神話の時代から、なぜかそう云い伝えられていた。
最初の魔王は、私が倒した魔王フェルムイジュルク。
そして二人目の魔王が、イツキなのだ。
「僕が、魔王……? そ、そんなわけ、ないよ。だってこの時代の魔王は、元人間で…………あれ」
そこで、イツキは何かに気が付いたように、息を呑みました。
「もしかして、僕がその魔王だったのか……?」
イツキが何かを悟った瞬間。
聖剣が輝きを放ちました。
「直接持たなくても、能力が使えるの⁉」
「そうだ、僕が魔王になればいい……!」
聖剣からオレンジ色の魂が飛び出て、イツキの体へと入っていきました。
あれは魔王フェルムイジュルクの魂。
ということは──
「これで僕…………いや、俺様は魔王と一つになった。初代魔王の体と融合したから、魔王の血も引いている。あとはヴァンパイア・クイーンを取り込めばそれで完成だな」
イツキと魔王フェルムイジュルクが融合した!
そのせいで、イツキの体が再生していました。
しかもそれだけではなく、魔王フェルムイジュルクの力をすべて奪ったようで、体格が一回り大きくなっています。
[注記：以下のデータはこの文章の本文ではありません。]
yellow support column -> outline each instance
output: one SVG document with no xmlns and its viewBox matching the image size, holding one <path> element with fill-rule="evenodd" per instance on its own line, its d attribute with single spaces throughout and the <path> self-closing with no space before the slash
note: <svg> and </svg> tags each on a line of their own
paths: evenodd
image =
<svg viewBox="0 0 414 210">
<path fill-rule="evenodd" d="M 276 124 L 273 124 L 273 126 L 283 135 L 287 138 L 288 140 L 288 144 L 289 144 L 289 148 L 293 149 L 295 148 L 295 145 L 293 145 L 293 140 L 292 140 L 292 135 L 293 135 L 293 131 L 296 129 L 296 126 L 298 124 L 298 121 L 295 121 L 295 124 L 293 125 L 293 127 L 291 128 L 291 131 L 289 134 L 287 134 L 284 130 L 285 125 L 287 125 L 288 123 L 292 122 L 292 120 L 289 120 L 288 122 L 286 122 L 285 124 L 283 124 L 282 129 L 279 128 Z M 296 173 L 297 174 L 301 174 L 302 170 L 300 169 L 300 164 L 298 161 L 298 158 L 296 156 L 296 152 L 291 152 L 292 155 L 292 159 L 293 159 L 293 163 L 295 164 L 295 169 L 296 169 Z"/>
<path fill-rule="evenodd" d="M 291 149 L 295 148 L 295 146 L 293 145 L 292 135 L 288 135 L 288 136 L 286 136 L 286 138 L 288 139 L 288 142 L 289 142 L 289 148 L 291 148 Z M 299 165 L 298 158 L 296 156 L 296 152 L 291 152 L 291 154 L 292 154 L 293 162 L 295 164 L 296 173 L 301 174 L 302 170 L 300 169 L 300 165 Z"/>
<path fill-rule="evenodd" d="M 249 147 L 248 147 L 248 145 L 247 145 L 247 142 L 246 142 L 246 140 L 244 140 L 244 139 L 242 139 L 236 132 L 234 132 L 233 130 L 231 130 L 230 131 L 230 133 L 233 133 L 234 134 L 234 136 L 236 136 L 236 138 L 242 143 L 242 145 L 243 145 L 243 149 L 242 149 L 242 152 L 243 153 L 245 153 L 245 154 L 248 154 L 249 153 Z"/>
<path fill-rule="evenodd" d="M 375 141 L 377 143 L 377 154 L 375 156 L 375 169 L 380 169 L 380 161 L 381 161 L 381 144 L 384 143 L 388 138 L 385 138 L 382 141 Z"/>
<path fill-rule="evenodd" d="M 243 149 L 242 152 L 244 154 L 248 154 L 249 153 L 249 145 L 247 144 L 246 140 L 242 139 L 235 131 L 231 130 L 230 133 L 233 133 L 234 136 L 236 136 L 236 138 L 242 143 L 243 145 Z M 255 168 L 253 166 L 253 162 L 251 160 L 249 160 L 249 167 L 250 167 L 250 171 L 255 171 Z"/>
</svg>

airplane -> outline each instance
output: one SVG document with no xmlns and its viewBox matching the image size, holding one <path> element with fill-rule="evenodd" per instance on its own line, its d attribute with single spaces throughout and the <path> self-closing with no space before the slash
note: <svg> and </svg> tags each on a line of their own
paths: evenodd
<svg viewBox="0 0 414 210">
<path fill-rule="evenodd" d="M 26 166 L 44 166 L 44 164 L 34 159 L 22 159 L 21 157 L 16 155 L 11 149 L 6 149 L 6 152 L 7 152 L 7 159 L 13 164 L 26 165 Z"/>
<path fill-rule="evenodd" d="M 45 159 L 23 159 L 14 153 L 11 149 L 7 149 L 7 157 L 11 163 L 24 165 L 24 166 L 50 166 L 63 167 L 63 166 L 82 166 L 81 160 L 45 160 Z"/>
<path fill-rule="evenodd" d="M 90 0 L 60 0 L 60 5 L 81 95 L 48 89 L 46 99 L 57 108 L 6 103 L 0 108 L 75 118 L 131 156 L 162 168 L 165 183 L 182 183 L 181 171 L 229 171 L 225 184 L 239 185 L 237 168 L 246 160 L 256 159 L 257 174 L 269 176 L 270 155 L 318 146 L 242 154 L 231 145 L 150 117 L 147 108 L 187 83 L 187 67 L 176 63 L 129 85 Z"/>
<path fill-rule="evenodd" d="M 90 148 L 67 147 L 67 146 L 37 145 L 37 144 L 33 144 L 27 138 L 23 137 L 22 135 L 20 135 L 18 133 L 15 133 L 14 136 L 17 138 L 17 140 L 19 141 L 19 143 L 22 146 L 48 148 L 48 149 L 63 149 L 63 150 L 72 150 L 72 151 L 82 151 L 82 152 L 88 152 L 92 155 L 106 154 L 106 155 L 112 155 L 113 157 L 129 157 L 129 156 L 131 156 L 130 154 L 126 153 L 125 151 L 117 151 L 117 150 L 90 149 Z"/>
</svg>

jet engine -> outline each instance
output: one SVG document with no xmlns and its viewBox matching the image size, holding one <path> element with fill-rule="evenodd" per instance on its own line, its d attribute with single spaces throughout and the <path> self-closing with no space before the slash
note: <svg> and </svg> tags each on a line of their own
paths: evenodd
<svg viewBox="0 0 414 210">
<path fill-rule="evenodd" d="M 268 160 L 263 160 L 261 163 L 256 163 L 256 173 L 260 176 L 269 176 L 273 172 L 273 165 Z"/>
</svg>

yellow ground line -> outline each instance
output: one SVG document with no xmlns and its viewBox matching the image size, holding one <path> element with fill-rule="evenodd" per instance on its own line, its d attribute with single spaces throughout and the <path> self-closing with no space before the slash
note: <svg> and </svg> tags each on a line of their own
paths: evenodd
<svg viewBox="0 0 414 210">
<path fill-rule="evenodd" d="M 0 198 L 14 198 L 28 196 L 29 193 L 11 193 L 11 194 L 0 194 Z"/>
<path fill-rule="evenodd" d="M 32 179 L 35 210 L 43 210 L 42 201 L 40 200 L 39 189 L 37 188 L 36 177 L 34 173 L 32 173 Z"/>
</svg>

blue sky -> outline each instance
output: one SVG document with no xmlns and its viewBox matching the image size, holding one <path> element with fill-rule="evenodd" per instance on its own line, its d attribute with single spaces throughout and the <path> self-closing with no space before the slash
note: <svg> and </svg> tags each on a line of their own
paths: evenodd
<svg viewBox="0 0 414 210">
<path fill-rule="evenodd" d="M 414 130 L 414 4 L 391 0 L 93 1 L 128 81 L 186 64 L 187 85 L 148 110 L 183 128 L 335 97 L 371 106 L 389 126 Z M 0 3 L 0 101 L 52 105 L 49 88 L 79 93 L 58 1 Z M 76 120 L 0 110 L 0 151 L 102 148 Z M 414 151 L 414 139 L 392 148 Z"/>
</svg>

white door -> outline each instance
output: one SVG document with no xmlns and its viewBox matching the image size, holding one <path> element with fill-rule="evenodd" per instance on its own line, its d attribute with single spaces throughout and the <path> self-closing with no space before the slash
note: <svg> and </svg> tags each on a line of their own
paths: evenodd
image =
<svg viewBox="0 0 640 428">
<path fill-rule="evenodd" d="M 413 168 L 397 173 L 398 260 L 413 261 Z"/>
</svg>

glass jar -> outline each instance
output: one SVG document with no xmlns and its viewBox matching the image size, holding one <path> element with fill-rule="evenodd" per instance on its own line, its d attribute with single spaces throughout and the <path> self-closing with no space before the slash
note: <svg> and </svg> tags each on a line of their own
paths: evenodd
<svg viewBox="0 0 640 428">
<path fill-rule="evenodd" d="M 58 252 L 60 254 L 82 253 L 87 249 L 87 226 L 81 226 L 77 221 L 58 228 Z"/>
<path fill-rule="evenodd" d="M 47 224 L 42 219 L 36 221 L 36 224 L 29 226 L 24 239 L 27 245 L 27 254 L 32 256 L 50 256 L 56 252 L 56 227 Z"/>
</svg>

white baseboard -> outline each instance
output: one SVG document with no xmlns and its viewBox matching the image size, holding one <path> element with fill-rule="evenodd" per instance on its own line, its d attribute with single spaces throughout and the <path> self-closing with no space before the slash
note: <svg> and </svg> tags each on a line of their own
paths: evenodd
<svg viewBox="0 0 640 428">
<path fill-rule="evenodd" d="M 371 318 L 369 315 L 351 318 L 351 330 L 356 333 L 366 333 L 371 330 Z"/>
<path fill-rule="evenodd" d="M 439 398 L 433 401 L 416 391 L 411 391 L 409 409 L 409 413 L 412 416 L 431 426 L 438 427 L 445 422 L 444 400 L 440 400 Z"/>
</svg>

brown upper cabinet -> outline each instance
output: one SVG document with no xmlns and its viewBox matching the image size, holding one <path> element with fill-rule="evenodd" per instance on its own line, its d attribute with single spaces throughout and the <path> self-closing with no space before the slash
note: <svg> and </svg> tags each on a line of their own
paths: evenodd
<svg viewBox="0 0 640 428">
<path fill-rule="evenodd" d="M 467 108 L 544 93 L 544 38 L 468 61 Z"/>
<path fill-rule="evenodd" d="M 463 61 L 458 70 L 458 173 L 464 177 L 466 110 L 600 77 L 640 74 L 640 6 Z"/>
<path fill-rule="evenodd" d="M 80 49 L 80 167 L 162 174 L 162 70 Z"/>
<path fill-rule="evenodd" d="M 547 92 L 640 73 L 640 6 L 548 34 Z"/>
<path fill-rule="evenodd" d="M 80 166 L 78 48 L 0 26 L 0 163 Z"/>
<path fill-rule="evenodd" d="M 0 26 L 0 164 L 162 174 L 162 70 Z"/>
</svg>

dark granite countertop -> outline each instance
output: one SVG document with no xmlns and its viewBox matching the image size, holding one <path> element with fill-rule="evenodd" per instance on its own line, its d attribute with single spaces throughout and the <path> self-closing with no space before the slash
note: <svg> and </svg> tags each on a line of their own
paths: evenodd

優男に見えた少年は、いまや歴戦の勇者といった要望に変化していました。
そのせいで、性格も変わってしまっているようです。
「あぁ、そういうことか、すべてを悟ったぞ。魔王フェルムイジュルクもテレネシアと結婚するつもりだったんだな。ということは本物のヴァンパイア・クイーンはさっきの奴隷女じゃなくて、テレネシア……お前だったわけだ」
魔王と融合したことで、記憶を共有したのでしょう。
私の正体についても、詳しく知ってしまったようでした。
「私が聖女でなくヴァンパイアだとわかったのなら、もう興味もなくなったかしら?」
そうであればいい。
なにせイツキの私への執着は、気持ち悪いを通り越して怖いくらいなのだから。
「いいや、大ありだ。お前が本物のヴァンパイア・クイーンなら、俺様と一緒になる運命だからな。だからこっちに来て一つになれ、俺様たちがゲームの裏ボスになるんだ!」
「また意味のわからないことを……」
とはいえ、彼をまた止めるのにはかなりの労力が必要でしょう。
なにせ、転生者であるイツキと魔王フェルムイジュルクが合体したのだ。
正直言って、見たこともないほどの尋常ならざる力を感じます。
イツキはすでに、私よりも強くなっている。
「だが俺様の聖剣をもってしても、テレネシアは殺せない。なら、アレを使えばいい!」
イツキは、私の後ろの方へ視線を向けました。
その先には、王の間がある。
国王とドルネディアスがまだいるはずだけど、おそらくイツキが欲しいのはその二人ではない。
王が持っている、規格外の神器だ。
「『女神陽光珠』を使えば、ヴァンパイアなど瞬殺だ」
「そう……でも、行かせないわ」
私は元々、『女神陽光珠』を奪うつもりでいました。
ヴァンパイアを殺す光を放つあの武器は、あまりにも危険すぎる。
だから、誰にもあの杖は奪わせない。
「あの『女神陽光珠』はね、私が奪う予定だったの。だからあなたには、手出しさせないわ」
イツキを倒して妹を救い、『女神陽光珠』を奪う。
そのためには、出し惜しみなんてしていられない。